La proposition de loi répond également à d'autres formes d'injustices patrimoniales au sein de la famille. Elle modifie, en particulier, l'article 265 du code civil, qui prévoit que les avantages matrimoniaux sont révoqués en cas de divorce. Cela concerne, par exemple, la clause par laquelle les biens professionnels de l'un des époux sont exclus du calcul de la créance due à l'autre époux au moment de la liquidation du régime matrimonial. Aujourd'hui, les époux peuvent contrer cette révocation de plein droit en prévoyant, dans la convention de divorce, que l'avantage matrimonial produira ses effets même après le divorce. Demain, grâce à la proposition de loi, ils pourront aussi le prévoir dans le contrat de mariage. Cette modification, que nous saluons, permettra de sécuriser les conventions matrimoniales et d'améliorer la prévisibilité et la sécurité juridiques de ces mécanismes.

Je tiens à rassurer certains praticiens qui s'inquiètent de la portée du texte : l'article 1397 du code civil, qui permet aux époux de modifier leur régime matrimonial tout au long du mariage, s'appliquera.
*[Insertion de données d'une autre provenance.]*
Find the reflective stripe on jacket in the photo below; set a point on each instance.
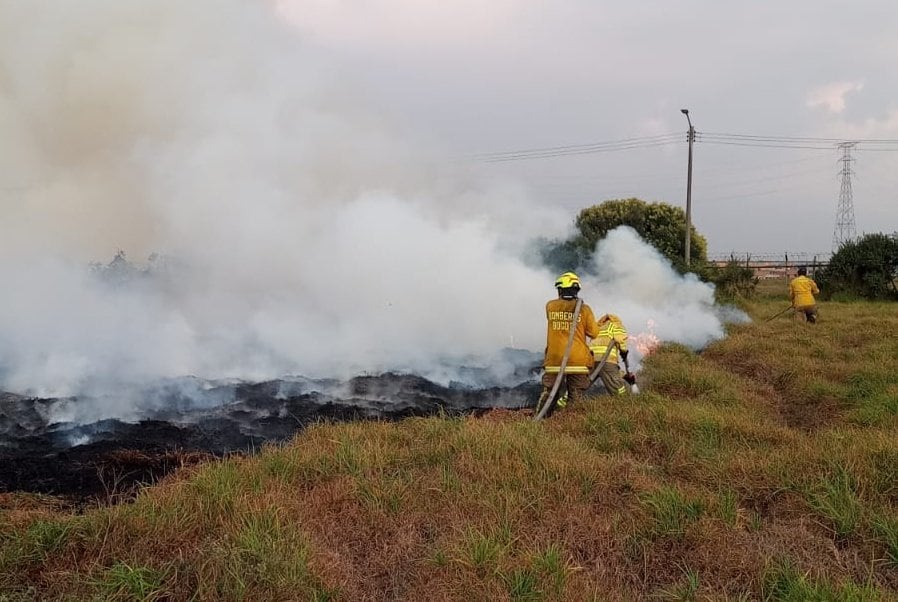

Autrement dit, les époux qui auront convenu de l'irrévocabilité des avantages matrimoniaux dans leur contrat de mariage pourront toujours revenir sur leur décision durant le mariage.

En ce qui concerne le ministère dont j'ai la charge et les sujets fiscaux, ce texte constitue une avancée majeure pour les personnes victimes de la solidarité fiscale. Je suis fier de le voir aboutir aujourd'hui. Former un couple, vivre ensemble et payer ses impôts : cela peut virer au cauchemar pour certaines personnes dont le conjoint commet une fraude fiscale. Au drame personnel vient alors s'ajouter la détresse financière. Nous le savons, ce sont avant tout des femmes qui sont concernées. Or, malgré le dispositif actuel de décharge de responsabilité solidaire, aujourd'hui encore, l'administration peut réclamer les dettes contractées par un conjoint fraudeur.